Una delle novità più importanti è l´istituzione del registro regionale delle strutture ricettive extra-alberghiere, che attribuisce l´Identificativo Unico Numerico (IUN) per singola struttura. Questo numero è da utilizzarsi soprattutto quando si affitta la propria casa o una delle proprie stanze tramite sito web e permette una maggiore sicurezza sia per chi decide di soggiornarvi, sia per chi affitta. Si tratta di una tutela data dal riconoscimento dell´attività da parte delle istituzioni che, nell´ottica della promozione e del sostegno del turismo, riconoscono l´importanza dell´offerta privata d´ospitalità.

L’esposizione dello IUN è obbligatoria per tutti coloro che commercializzano online una struttura extra-alberghiera. Con l’introduzione dello IUN la Regione ha così recepito le richieste degli imprenditori del comparto ricettivo nella lotta all’abusivismo. Dall’inaugurazione del registro, fatta lo scorso autunno, sono ormai quasi 3.300 le strutture registrate, tra bed &breakfast, residence, case vacanza, ostelli o affitta camere.

Alcuni siti web che si occupano di mettere in contatto le strutture extra-alberghiere con i turisti hanno già previsto l´inserimento di questo codice, come ad esempio HomeAway, sito della famiglia Expedia che ha informato i proprietari sulla nuova disciplina delle strutture ricettive extralberghiere nella regione, o anche il colosso internazionale Airbnb, che ha dichiarato però di non essere totalmente d´accordo sulla necessità di un codice identificativo.

Cosa cambia per i turisti?

Su tutto il territorio sardo è vietato il cosiddetto campeggio libero. La decisione è stata dettata dal bisogno di tutelare le coste e il territorio in generale da abusi che potessero danneggiare l´ambiente e che spesso hanno portato – specie durante il periodo estivo – a problemi legati all´abbandono di rifiuti anche in aree protette.

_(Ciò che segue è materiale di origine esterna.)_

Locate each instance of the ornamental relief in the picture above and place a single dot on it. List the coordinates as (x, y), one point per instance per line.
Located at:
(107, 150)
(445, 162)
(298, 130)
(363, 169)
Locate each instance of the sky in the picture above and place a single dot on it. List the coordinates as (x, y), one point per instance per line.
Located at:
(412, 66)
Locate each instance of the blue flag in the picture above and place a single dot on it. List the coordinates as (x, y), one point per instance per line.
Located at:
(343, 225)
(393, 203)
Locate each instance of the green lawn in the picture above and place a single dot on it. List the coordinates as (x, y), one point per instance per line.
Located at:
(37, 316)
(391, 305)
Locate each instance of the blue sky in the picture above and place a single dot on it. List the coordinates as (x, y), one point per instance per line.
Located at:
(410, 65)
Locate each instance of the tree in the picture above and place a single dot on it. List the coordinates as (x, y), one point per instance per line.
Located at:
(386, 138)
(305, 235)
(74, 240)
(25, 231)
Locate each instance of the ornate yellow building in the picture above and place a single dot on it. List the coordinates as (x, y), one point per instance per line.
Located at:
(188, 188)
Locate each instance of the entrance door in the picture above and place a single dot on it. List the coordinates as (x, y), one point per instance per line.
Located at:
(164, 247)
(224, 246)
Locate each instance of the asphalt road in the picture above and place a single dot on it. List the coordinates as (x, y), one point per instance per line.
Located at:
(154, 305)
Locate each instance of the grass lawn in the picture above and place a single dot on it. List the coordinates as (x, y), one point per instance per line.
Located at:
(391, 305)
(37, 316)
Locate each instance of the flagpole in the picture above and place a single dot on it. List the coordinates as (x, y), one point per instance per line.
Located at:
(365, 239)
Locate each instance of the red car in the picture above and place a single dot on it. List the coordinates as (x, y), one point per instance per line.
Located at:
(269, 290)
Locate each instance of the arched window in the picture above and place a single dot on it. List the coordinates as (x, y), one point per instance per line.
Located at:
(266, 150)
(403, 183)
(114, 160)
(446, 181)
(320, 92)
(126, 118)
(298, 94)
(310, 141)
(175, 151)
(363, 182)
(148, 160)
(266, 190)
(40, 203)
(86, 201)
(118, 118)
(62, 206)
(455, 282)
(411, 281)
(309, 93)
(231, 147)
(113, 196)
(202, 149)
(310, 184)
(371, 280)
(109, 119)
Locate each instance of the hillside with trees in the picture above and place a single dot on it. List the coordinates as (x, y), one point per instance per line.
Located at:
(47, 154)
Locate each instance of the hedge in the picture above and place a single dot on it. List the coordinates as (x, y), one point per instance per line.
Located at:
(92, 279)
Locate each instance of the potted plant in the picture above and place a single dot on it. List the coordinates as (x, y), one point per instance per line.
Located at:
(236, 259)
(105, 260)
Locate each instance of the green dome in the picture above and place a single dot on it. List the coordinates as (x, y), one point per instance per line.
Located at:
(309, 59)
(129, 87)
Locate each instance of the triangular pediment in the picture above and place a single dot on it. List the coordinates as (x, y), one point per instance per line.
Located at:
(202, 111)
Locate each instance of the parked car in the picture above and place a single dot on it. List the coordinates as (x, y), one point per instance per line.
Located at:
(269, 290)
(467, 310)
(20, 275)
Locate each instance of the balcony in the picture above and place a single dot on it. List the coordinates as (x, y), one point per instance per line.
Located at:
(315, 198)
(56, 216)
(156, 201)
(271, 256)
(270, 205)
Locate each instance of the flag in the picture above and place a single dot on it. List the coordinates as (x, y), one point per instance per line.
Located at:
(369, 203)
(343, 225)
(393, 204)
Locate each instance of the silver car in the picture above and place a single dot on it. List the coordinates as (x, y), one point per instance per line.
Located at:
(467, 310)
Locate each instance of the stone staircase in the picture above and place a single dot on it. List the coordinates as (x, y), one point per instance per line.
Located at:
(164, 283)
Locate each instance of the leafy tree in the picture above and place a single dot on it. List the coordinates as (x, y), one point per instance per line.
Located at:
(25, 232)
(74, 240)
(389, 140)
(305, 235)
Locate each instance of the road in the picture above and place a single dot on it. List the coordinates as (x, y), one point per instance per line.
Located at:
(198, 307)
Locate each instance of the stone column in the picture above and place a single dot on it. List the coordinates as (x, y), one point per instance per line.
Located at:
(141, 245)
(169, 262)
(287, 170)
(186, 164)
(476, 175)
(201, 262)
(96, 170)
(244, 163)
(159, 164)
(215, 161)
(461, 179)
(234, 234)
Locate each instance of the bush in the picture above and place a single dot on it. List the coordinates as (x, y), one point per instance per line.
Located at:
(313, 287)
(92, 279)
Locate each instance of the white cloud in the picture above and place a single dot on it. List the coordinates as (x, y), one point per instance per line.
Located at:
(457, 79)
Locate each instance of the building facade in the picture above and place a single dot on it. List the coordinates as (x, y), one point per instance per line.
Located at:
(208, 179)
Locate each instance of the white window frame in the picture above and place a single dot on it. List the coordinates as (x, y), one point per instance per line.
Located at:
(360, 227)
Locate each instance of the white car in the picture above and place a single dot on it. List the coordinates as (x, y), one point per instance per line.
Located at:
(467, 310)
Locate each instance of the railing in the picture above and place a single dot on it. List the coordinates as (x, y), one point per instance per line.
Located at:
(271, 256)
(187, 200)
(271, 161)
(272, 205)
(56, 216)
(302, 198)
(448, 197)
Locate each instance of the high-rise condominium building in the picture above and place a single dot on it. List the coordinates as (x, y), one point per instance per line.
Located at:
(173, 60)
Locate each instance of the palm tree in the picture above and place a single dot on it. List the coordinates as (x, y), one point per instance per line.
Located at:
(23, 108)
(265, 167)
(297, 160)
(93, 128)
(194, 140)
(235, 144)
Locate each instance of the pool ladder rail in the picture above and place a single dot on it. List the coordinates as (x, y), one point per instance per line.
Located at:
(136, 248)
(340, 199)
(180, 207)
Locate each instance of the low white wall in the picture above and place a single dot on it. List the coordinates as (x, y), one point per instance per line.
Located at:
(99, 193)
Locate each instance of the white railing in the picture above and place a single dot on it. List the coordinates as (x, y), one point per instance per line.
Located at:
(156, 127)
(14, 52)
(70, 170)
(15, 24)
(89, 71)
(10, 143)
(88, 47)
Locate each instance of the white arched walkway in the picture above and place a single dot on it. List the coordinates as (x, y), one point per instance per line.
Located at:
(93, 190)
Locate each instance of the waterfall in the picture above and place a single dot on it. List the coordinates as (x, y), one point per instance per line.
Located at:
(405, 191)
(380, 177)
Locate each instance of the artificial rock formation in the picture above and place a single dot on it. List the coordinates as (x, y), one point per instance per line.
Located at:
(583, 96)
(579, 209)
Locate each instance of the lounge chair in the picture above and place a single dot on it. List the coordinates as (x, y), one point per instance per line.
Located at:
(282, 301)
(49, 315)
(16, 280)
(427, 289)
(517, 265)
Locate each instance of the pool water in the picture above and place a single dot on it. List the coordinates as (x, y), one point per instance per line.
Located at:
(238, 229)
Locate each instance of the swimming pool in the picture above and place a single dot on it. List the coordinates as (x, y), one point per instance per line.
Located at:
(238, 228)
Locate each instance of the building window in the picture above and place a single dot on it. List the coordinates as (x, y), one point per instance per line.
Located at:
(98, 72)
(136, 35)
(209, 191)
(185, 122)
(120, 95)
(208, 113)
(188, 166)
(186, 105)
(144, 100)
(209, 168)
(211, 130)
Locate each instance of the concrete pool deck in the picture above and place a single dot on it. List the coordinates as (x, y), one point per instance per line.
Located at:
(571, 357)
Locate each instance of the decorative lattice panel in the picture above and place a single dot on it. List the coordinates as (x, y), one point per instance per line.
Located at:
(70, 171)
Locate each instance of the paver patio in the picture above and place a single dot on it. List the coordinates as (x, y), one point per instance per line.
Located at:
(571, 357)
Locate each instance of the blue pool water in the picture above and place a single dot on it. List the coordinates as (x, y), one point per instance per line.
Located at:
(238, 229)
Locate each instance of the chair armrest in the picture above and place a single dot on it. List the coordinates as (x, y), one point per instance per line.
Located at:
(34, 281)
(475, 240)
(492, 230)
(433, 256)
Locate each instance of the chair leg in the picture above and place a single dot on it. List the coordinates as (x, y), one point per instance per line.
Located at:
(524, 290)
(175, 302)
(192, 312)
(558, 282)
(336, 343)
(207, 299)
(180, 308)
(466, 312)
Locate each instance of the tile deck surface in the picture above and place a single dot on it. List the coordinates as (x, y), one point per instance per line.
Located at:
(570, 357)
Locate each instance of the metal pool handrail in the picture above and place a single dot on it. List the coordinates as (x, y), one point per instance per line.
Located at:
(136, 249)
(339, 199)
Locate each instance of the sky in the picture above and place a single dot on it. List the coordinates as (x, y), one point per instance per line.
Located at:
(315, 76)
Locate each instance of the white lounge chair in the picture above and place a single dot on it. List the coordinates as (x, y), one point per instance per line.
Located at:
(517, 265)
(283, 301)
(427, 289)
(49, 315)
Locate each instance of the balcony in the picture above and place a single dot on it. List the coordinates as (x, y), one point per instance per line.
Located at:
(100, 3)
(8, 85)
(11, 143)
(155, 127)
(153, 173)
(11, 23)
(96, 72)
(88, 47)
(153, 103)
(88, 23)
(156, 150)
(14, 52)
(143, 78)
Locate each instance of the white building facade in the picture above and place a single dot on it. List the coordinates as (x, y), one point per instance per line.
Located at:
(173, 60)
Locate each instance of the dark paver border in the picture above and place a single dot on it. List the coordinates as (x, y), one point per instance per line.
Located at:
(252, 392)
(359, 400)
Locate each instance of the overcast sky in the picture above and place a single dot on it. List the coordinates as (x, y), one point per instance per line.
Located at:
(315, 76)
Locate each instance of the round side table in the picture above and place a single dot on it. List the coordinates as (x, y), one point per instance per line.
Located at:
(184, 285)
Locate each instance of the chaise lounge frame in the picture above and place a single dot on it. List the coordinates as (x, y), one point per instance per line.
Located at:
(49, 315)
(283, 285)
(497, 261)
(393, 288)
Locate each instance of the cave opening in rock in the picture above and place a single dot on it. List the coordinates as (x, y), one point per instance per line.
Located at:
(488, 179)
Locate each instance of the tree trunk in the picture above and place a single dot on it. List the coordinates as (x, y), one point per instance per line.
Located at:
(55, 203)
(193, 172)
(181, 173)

Questo non significa però che la Regione voglia “rinchiudere” i turisti negli alberghi: infatti sono previste aree di sosta temporanea a fini turistici, che prevedono semplicemente l´installazione di servizi minimi come la raccolta dei rifiuti o un pozzetto di scarico per i caravan, per garantire la salvaguardia della salute dei turisti e dell´ambiente.

Proprio in quest´ottica si inserisce la norma che prevede norme severe per chi ruba o vende anche piccole quantità di sabbia, sassi o conchiglie provenienti dal litorale o dal mare. Negli anni le coste sarde sono state territorio di caccia incontrollata per chiunque volesse portare via un pezzo d´isola, dimenticando che la bellezza di quella sabbia fosse data per lo più dal fatto che fosse incorniciata dal paesaggio sardo.